Un mois vu par Jean-Louis Gagnaire

Un mois vu par Jean-Louis Gagnaire

Vice-président de la Région Rhône-Alpes, en charge du développement économique et de l'innovation depuis 2004. Député PS de la Loire depuis 2004. Parcours Dirigeant d'une PME familiale, il a été successivement instituteur, CPE et chargé de cours à l'Université. Il a cofondé une MJC en 1979, puis milité sur le plan syndical avant d'adhérer au Parti Socialiste en 1982.

L




es élections.

Je suis, bien entendu, très satisfait de l'élection de François Hollande à la présidence de la République. D'autant qu'elle s'est faite dans de très bonnes conditions dans la Loire en général, et à Saint-Étienne en particulier. Il a fallu ensuite relancer la machine pour les législatives. Cela a été très difficile pendant 15 jours car beaucoup d'électeurs ne voyaient pas l'intérêt de se mobiliser. Avec mon équipe de campagne, nous nous étions fixé un objectif, en plaisantant, de 60% des voix. Cela nous semblait inaccessible. Au final, nous l'avons presque atteint! Je suis d'autant plus satisfait que tout s'est déroulé dans les règles avec ma concurrente. Pas d'affichage sauvage, pas de dérive. C'est ainsi que je conçois la politique.




Les événements en Syrie.

Un dirigeant qui massacre les femmes, les enfants, son propre peuple, est complètement discrédité. On ne peut pas cautionner ce qu'il se passe dans ce pays. La France ne peut pas intervenir seule mais François Hollande a eu raison de prendre position. Aujourd'hui, ce sont ceux qui nous empêchent de mettre fin à cette barbarie qui doivent en porter la responsabilité.

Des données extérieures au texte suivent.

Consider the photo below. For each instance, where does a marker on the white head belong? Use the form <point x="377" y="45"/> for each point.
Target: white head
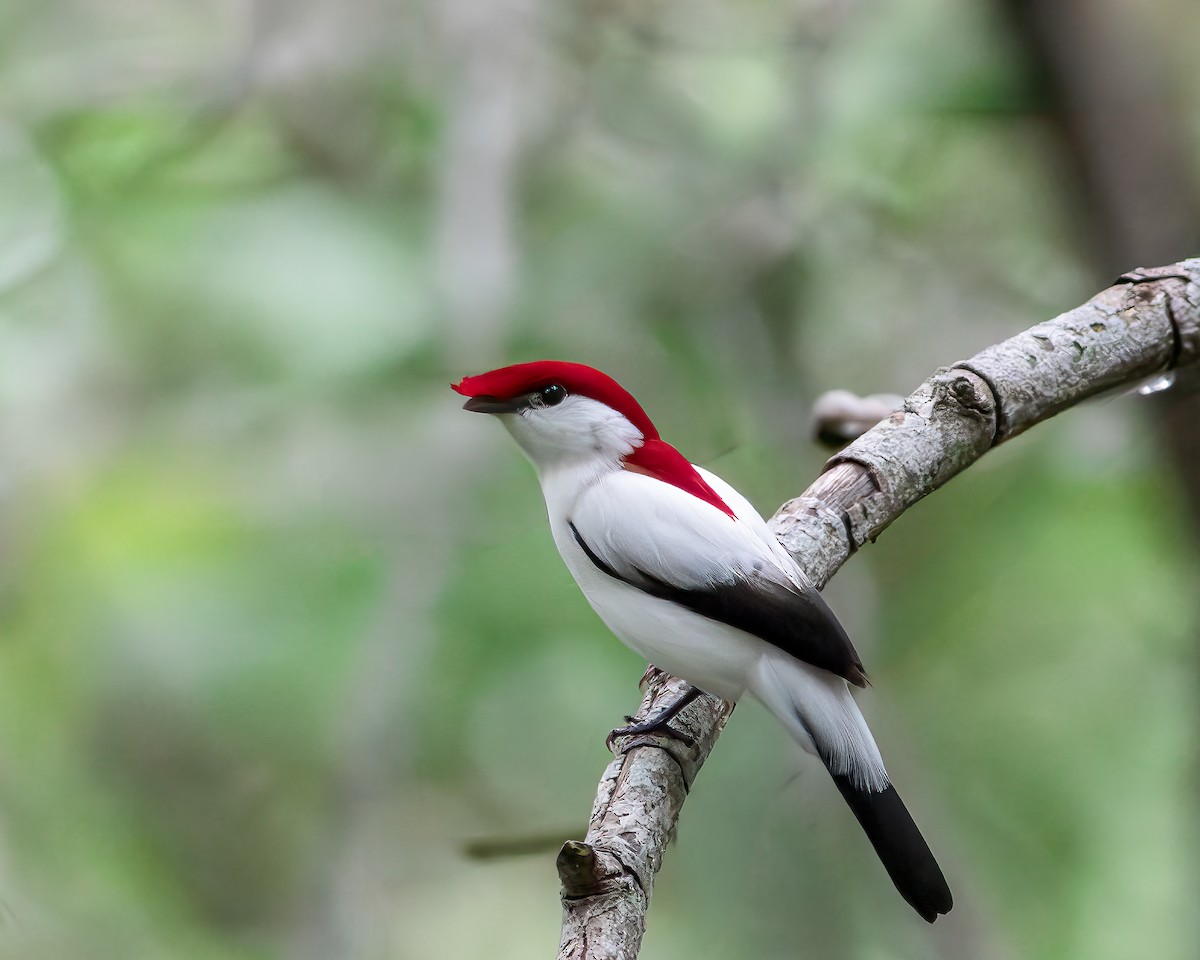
<point x="569" y="417"/>
<point x="561" y="413"/>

Le premier conseil du pôle métropolitain.

Les communautés d'agglomération de Saint-Étienne, Lyon, Bourgoin-Jaillieu et Vienne ont créé un pôle métropolitain dont le premier conseil a eu lieu il y a quelques jours. Je suis très réservé. À mes yeux, c'est une strate supplémentaire. Il ne devait rien coûter, et finalement, on nous annonce 700.000euros de budget de fonctionnement... Bref, ce pôle va à contresens de ce qu'il faudrait faire aujourd'hui, c'est-à-dire simplifier le paysage politique. Et puis, le Grand Lyon a une puissance de réflexion et une puissance opérationnelle impressionnante. Je ne voudrais pas, qu'à terme, Saint-Étienne soit le dindon de la farce.